In this section of the book, we shift our focus to the questions of how to lead teams and organizations through developmental transformations. This shift in focus is subtle but important because we are not shifting the focus away from the individual to the group and we are not shifting the focus simply because we think it’s a good idea to cover these topics. We are shifting the focus to the group and organizational scales because that is what you and any other individual who goes very far in your own practice of action inquiry will want and need to do. In fact, as we have seen in a general way at the end of Chapter 7, Strategist CEOs become highly effective at leading organizational transformation, in part because they are less attached to their own frames and, therefore, more aware of how people, organizations, and societies journey through different frames and action-logics over time.

In other words, by turning to the development of learning teams, learning organizations, and the learning society, we are continuing to focus on how you, the individual, can conduct action inquiry.

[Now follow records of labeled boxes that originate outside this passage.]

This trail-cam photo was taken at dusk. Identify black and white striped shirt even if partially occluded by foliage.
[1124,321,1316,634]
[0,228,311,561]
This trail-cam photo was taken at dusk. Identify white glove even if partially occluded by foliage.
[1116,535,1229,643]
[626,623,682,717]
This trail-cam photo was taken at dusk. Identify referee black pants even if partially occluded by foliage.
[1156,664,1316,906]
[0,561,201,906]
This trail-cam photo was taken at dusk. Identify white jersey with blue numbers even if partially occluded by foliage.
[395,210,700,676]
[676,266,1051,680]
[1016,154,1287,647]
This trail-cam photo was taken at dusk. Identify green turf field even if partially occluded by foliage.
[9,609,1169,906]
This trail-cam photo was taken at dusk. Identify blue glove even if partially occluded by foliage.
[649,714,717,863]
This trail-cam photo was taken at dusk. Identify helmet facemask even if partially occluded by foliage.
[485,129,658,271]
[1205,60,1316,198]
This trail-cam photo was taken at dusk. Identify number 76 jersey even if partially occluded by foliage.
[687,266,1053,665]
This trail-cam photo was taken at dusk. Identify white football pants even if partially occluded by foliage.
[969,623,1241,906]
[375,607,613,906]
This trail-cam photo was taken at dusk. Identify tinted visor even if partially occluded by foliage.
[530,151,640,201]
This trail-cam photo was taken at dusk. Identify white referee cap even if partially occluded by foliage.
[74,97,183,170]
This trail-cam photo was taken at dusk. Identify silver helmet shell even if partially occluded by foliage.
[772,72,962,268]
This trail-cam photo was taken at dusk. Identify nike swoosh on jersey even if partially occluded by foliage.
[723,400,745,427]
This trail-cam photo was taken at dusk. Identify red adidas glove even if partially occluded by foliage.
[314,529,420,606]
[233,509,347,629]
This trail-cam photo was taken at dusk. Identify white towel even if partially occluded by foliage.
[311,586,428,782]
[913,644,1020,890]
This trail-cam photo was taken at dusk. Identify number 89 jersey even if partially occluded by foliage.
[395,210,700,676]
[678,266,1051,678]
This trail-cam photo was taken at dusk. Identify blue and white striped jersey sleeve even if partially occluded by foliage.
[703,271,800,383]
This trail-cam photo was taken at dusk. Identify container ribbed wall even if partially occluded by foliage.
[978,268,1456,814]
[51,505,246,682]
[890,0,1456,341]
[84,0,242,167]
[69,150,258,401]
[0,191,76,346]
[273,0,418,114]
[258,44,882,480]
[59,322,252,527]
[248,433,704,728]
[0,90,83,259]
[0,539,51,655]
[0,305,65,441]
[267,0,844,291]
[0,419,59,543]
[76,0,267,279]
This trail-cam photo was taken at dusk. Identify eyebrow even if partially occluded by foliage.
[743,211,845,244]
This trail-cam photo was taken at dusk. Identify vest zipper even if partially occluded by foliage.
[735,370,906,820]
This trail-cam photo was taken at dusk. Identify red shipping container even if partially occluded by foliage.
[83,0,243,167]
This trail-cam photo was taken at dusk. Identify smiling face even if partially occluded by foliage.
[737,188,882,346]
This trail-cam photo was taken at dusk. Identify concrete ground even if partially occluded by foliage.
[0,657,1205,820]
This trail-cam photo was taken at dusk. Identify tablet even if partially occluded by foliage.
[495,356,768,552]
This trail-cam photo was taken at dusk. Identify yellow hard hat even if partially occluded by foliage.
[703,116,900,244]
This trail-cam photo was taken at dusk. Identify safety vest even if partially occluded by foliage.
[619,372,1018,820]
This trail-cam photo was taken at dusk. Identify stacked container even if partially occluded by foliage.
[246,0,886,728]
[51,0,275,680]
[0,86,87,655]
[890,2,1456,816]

But now the arena of your action inquiry can begin to expand beyond your exercise of leadership in changing your own practice to include your exercise of leadership in transforming a group’s or organization’s practice. You begin to appreciate how people and organizations are either transforming toward greater integrity, mutuality, and sustainability or not. As you become increasingly aware of incongruities among your (or their) principles and your (or their) practice, you become increasingly committed to the moment-to-moment action inquiry of reentering the four territories of experience whether on the personal, the team, or the organizational level. Through observing the many points of view and action-logics at work in any given situation, you cease to cling to your own initial point of view.122

Just as people who evolve toward the later action-logics become more and more skilled at exercising action inquiry in the present, so also groups and organizations can be helped to transform toward becoming “learning organizations.” Learning organizations, like the Strategist at the individual level, intentionally and explicitly seek out single- and double-, and, eventually, triple-loop feedback and change. But, just as the movement to the postconventional action-logics is no simple, onetime transfer for a person, the same is true for organizations. Multiple transformations are necessary before an organization’s action-logic intentionally supports the personal transformation of its own members, as well as the ongoing transformation of its teams, its new divisions, its strategic partnerships, and so on.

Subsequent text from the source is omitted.